Луис подавил желание рассмеяться. Все было слишком серьезно.
— Бог или кто-то еще. Часы идут, а в какой-то момент останавливаются — вот все, что я знаю. И их уже не починишь, солнышко.
— Я не хочу, чтобы Черч стал таким же, как эти мертвые питомцы на кладбище! — выкрикнула она со слезами и яростью в голосе. — Я не хочу, чтобы Черч умирал! Это мой кот! Мой, а не Бога! Пусть Бог заведет своего кота! Пусть заведет себе сколько угодно котов и всех их убивает! А Черч мой!
Из кухни донеслись шаги, и в кабинет заглянула испуганная Рэйчел. Элли рыдала на груди у Луиса. Ужас озвучили, выпустили наружу; он предстал перед нею во всей красе. И теперь, даже если нельзя ничего изменить, можно было хотя бы поплакать.
— Элли, — успокаивал ее Луис. — Элли, Черч же не умер, вот он спит.
— Но он может умереть, — рыдала она. — Может в любую минуту.
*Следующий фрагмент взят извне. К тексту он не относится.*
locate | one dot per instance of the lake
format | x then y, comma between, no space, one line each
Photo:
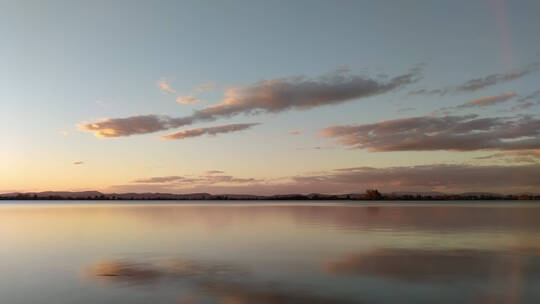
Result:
261,252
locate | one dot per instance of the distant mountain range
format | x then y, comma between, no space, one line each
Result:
369,195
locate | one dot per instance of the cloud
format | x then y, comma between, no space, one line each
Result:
528,101
481,82
428,133
164,86
187,99
210,131
265,96
489,100
493,79
210,86
281,94
210,178
521,156
477,103
158,179
213,172
140,124
437,177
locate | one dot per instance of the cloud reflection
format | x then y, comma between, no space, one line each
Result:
220,282
429,265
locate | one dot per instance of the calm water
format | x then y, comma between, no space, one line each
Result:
270,253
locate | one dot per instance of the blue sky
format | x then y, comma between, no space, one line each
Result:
69,62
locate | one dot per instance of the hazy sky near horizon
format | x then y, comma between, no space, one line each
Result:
269,96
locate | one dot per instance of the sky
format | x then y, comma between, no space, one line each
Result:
268,97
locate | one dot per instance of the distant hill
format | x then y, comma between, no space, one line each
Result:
95,195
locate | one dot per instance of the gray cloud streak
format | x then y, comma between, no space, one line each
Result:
427,133
209,131
265,96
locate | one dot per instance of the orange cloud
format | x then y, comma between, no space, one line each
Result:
187,99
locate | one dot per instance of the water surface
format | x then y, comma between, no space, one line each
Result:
254,252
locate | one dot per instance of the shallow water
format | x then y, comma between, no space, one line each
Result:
254,252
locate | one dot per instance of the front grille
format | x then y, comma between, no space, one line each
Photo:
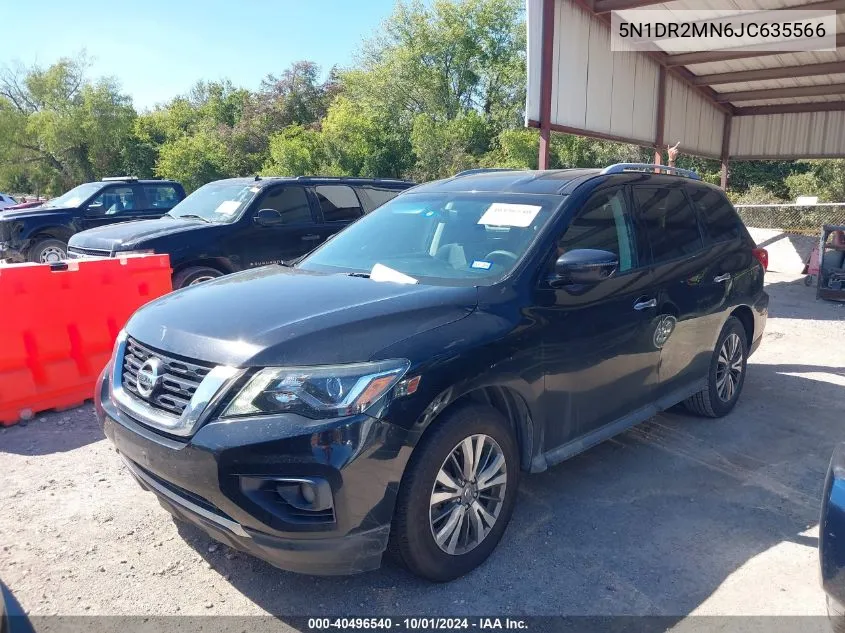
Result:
76,252
179,382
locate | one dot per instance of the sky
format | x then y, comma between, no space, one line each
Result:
158,49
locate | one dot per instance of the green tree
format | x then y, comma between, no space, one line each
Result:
294,151
823,178
193,160
62,127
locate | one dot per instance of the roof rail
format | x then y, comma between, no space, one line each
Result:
620,168
482,170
Луис укачивал дочь на руках и думал, что, кажется, знает, из-за чего она плачет: из-за неотвратимости смерти, ее жестокой непредсказуемости, ее глухоты ко всем доводам и слезам маленьких девочек; Элли плакала из-за потрясающей и одновременно ужасающей способности человека переводить символы в выводы, либо прекрасные и благородные, либо убийственно страшные. Если все эти животные умерли и оказались на кладбище, то и Черч тоже мог умереть
(в любую минуту!)
и оказаться на кладбище; а если такое может случиться с Черчем, то может случиться и с мамой, и с папой, и с маленьким братиком. И с ней самой. Смерть была отвлеченным понятием; кладбище домашних животных было реальным. В этих грубых надгробиях заключалась суровая правда, которую мог почувствовать даже ребенок.
Сейчас он мог бы солгать, как солгал чуть раньше, когда говорил о продолжительности жизни кошек. Но ложь запомнится и, возможно, потом попадет в досье, которое каждый ребенок заводит у себя в голове на родителей. Давным-давно мама солгала Луису, сказав, что детей находят в капусте. Это был вполне безобидный обман, но Луис так никогда и не простил мать за то, что она солгала, как не простил и себя самого — за то, что в это поверил.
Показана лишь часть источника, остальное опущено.